Qualifying Players in Long Term NHL Adjusted Plus Minus Regression


Hey everybody. I’ve been trying to figure this out for a couple weeks and I’ve had no luck…

I’m running a 10-year adjusted plus minus regression for NHL players similar to the one described at the end of this article (https://ownthepuck.wordpress.com/2017/01/21/hero-charts-frequently-asked-questions/) and this article (http://www.sloansportsconference.com/wp-content/uploads/2011/08/An-Improved-Adjusted-Plus-Minus-Statistic-for-NHL-Players.pdf). This is similar to basketball except offense and defense are separated in the regression (each shift is duplicated rather than giving offense a 1 and defense a -1… if that makes sense).

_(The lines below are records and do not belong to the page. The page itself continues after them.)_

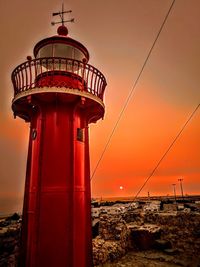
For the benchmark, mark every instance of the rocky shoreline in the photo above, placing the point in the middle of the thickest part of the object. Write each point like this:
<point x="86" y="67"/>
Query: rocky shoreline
<point x="132" y="239"/>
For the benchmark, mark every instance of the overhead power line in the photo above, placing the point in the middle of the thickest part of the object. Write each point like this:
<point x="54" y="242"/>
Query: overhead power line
<point x="167" y="151"/>
<point x="132" y="90"/>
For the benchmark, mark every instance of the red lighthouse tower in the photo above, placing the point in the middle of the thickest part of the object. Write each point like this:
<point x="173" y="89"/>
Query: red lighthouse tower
<point x="59" y="94"/>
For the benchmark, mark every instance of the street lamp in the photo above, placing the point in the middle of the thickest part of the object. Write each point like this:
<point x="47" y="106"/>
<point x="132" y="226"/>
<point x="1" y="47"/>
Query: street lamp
<point x="174" y="187"/>
<point x="181" y="186"/>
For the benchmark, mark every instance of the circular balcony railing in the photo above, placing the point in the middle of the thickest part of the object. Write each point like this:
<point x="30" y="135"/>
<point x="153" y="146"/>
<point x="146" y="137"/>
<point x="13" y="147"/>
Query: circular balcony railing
<point x="58" y="72"/>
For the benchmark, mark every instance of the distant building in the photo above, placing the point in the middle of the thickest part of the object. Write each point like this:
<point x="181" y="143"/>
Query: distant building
<point x="152" y="206"/>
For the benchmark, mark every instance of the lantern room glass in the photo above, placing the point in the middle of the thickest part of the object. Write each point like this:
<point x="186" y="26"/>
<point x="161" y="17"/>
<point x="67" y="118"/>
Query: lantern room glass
<point x="60" y="50"/>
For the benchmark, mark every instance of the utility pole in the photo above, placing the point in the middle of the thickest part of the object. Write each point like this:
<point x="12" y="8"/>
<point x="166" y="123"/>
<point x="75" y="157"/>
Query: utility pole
<point x="174" y="187"/>
<point x="181" y="186"/>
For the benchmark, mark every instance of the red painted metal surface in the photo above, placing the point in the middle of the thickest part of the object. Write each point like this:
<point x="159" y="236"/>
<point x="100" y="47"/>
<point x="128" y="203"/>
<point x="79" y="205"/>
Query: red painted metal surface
<point x="56" y="225"/>
<point x="56" y="216"/>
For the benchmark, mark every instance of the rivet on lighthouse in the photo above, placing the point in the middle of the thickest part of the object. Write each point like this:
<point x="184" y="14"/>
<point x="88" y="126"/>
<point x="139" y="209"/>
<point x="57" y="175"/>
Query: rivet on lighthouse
<point x="59" y="94"/>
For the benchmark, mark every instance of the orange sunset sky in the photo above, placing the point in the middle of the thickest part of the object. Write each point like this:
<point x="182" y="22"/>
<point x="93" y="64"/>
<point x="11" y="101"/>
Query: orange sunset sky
<point x="118" y="35"/>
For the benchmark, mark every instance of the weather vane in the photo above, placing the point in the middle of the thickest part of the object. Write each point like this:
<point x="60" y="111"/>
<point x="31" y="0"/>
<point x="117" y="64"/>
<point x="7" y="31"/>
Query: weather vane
<point x="61" y="14"/>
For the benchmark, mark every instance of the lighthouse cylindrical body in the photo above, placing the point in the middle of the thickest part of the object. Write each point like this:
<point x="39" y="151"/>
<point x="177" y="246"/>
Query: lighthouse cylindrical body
<point x="59" y="94"/>
<point x="57" y="220"/>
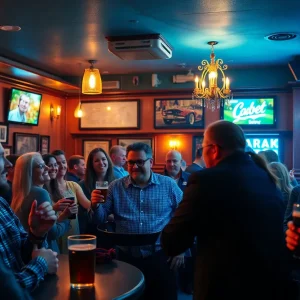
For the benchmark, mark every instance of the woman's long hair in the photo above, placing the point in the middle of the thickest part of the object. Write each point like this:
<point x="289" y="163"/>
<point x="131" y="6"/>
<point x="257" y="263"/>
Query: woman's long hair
<point x="282" y="173"/>
<point x="90" y="177"/>
<point x="22" y="182"/>
<point x="52" y="185"/>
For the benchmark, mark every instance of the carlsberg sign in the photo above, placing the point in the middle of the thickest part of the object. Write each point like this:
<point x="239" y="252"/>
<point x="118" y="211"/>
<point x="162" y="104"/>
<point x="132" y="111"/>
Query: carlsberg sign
<point x="258" y="111"/>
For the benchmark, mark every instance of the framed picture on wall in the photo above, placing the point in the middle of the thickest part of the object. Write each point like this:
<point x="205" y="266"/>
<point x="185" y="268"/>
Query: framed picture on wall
<point x="197" y="143"/>
<point x="25" y="142"/>
<point x="124" y="142"/>
<point x="44" y="144"/>
<point x="178" y="113"/>
<point x="123" y="114"/>
<point x="4" y="133"/>
<point x="7" y="150"/>
<point x="89" y="145"/>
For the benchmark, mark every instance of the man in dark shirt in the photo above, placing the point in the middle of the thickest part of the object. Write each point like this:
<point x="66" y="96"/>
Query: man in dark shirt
<point x="236" y="212"/>
<point x="197" y="164"/>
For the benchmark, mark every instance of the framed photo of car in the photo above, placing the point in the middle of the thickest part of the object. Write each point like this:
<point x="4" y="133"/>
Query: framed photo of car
<point x="178" y="113"/>
<point x="124" y="142"/>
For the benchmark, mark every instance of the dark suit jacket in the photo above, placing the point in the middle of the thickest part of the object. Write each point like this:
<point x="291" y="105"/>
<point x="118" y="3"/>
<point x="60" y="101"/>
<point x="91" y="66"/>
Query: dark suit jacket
<point x="236" y="212"/>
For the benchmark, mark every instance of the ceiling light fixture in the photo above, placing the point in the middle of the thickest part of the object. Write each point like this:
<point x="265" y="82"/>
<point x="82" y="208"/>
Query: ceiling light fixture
<point x="212" y="95"/>
<point x="91" y="81"/>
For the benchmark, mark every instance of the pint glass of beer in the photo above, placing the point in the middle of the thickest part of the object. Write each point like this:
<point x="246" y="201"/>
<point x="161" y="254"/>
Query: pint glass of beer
<point x="296" y="221"/>
<point x="103" y="187"/>
<point x="82" y="260"/>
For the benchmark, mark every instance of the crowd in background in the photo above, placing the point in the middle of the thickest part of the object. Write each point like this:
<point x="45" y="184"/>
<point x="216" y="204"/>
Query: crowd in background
<point x="223" y="218"/>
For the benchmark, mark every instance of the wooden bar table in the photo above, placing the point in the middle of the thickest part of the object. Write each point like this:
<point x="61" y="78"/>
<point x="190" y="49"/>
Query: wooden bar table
<point x="116" y="280"/>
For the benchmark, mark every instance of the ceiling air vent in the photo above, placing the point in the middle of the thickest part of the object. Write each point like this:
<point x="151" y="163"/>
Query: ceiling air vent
<point x="283" y="36"/>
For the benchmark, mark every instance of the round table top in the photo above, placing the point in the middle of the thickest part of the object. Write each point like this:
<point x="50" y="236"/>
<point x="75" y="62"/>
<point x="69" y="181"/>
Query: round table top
<point x="116" y="280"/>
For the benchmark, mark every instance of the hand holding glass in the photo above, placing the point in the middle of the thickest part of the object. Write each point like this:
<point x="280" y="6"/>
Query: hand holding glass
<point x="103" y="187"/>
<point x="82" y="260"/>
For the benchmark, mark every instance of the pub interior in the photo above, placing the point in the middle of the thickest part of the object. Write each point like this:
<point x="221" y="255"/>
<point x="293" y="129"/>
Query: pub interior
<point x="46" y="47"/>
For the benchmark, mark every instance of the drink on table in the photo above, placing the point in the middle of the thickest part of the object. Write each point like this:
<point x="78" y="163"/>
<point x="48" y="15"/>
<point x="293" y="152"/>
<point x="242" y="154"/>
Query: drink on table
<point x="103" y="187"/>
<point x="296" y="221"/>
<point x="82" y="260"/>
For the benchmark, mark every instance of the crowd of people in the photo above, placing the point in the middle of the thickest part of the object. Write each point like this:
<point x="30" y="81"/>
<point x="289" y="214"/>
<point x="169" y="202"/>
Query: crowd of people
<point x="225" y="221"/>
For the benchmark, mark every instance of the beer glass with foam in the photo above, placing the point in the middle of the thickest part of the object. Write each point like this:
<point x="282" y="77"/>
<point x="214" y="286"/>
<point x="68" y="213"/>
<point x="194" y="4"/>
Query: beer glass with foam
<point x="82" y="260"/>
<point x="103" y="187"/>
<point x="296" y="221"/>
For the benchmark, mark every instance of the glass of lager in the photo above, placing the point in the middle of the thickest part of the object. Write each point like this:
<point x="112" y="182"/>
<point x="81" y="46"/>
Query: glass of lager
<point x="82" y="260"/>
<point x="103" y="187"/>
<point x="296" y="221"/>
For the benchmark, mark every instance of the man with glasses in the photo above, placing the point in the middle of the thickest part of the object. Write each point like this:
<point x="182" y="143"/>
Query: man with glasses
<point x="236" y="212"/>
<point x="143" y="203"/>
<point x="118" y="157"/>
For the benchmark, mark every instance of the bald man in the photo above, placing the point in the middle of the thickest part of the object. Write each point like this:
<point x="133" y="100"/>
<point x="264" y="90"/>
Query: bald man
<point x="118" y="157"/>
<point x="173" y="169"/>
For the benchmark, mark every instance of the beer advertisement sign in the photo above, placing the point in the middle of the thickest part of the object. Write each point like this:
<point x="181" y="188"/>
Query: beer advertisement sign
<point x="262" y="143"/>
<point x="251" y="111"/>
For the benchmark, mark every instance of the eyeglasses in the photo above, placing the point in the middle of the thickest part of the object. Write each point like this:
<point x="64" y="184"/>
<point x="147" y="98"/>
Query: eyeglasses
<point x="41" y="166"/>
<point x="139" y="162"/>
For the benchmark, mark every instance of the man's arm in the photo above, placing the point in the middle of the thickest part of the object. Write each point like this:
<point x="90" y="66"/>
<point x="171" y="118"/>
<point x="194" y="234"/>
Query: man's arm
<point x="179" y="234"/>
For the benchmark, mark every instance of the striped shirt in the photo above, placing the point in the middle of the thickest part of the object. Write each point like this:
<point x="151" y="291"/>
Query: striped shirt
<point x="140" y="210"/>
<point x="16" y="250"/>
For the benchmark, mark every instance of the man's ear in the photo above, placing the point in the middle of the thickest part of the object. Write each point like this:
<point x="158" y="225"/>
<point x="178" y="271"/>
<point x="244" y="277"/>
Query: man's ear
<point x="151" y="162"/>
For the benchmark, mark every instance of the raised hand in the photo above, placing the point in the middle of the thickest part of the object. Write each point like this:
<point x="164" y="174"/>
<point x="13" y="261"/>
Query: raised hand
<point x="96" y="198"/>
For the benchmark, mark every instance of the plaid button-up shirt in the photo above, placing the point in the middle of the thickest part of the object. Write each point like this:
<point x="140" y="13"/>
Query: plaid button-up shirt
<point x="140" y="210"/>
<point x="16" y="249"/>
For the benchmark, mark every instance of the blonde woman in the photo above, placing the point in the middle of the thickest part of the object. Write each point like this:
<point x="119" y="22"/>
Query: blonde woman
<point x="31" y="173"/>
<point x="68" y="189"/>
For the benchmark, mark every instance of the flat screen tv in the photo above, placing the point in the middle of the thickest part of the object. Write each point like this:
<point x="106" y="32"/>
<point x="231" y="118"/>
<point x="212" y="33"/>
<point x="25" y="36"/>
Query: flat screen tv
<point x="264" y="141"/>
<point x="24" y="107"/>
<point x="251" y="112"/>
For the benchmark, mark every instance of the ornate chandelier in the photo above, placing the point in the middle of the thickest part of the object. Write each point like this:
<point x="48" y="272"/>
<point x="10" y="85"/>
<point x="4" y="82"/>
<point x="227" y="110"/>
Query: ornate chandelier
<point x="213" y="95"/>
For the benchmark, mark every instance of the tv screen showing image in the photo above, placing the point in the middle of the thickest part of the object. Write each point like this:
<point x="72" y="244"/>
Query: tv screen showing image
<point x="250" y="112"/>
<point x="24" y="107"/>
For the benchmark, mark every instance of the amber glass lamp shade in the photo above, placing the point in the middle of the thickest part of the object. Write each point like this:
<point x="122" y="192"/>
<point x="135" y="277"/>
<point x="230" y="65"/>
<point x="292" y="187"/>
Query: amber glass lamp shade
<point x="91" y="82"/>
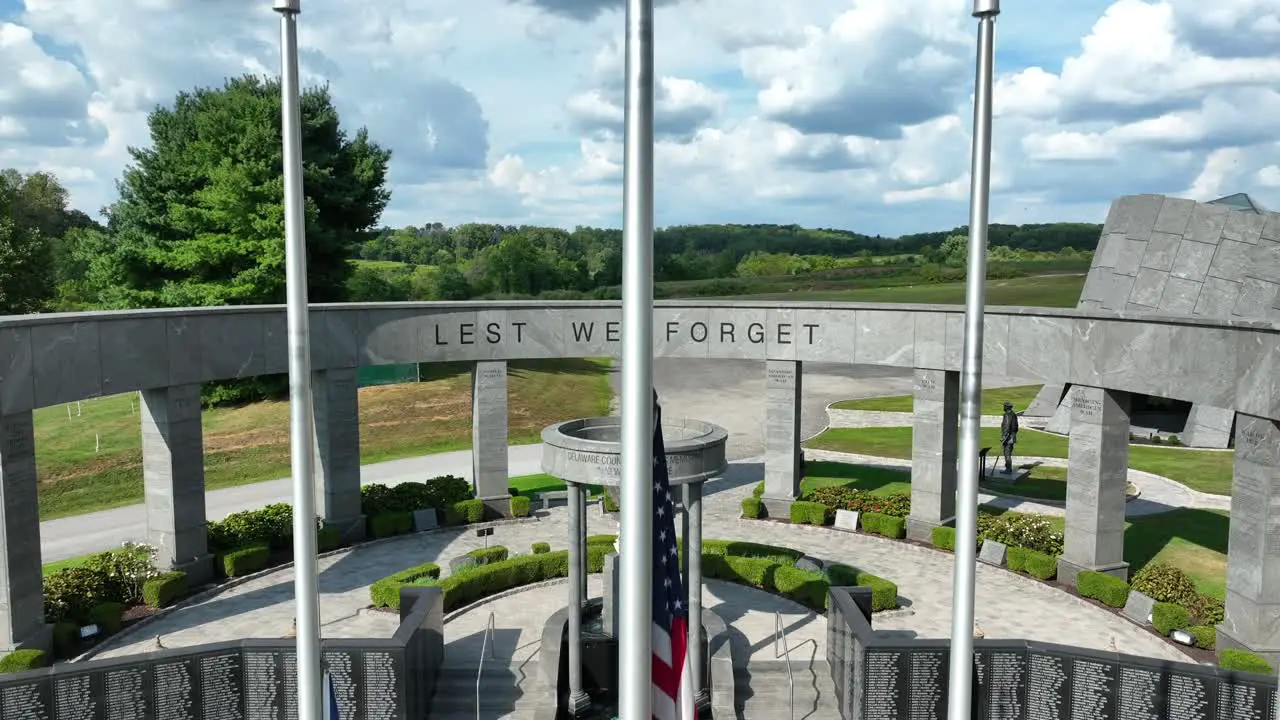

Does anyone have any suggestions for how to determine the time on ice (total minutes played) cutoff to use for including players in the regression? There needs to be a cutoff in a long term regression like this, but I have absolutely no idea how to determine it.

To start I used a qualified definition that estimates the top 13 forwards and 7 defensemen from each team per season (4.1/5 minutes per team GP for F/D)… multiplied by 10. This produces 393 forwards and 218 defensemen for the 10-year regression (~3200 / 3900 total 5v5 minutes played). This seems a little too exclusive… the regression results have a mean that is higher than 0 and the sample skews higher than what you’d expect (my thought is I’m not including enough bad players due to the high minutes played threshold).

The only thing I’ve found to reference is the 14-year RAPM sample Daniel Meyers used for Box Plus Minus which included 960 players, but his method for determining this is not well explained (appears to be based on removing the prior from basketball RAPM).

Anyone have any suggestions?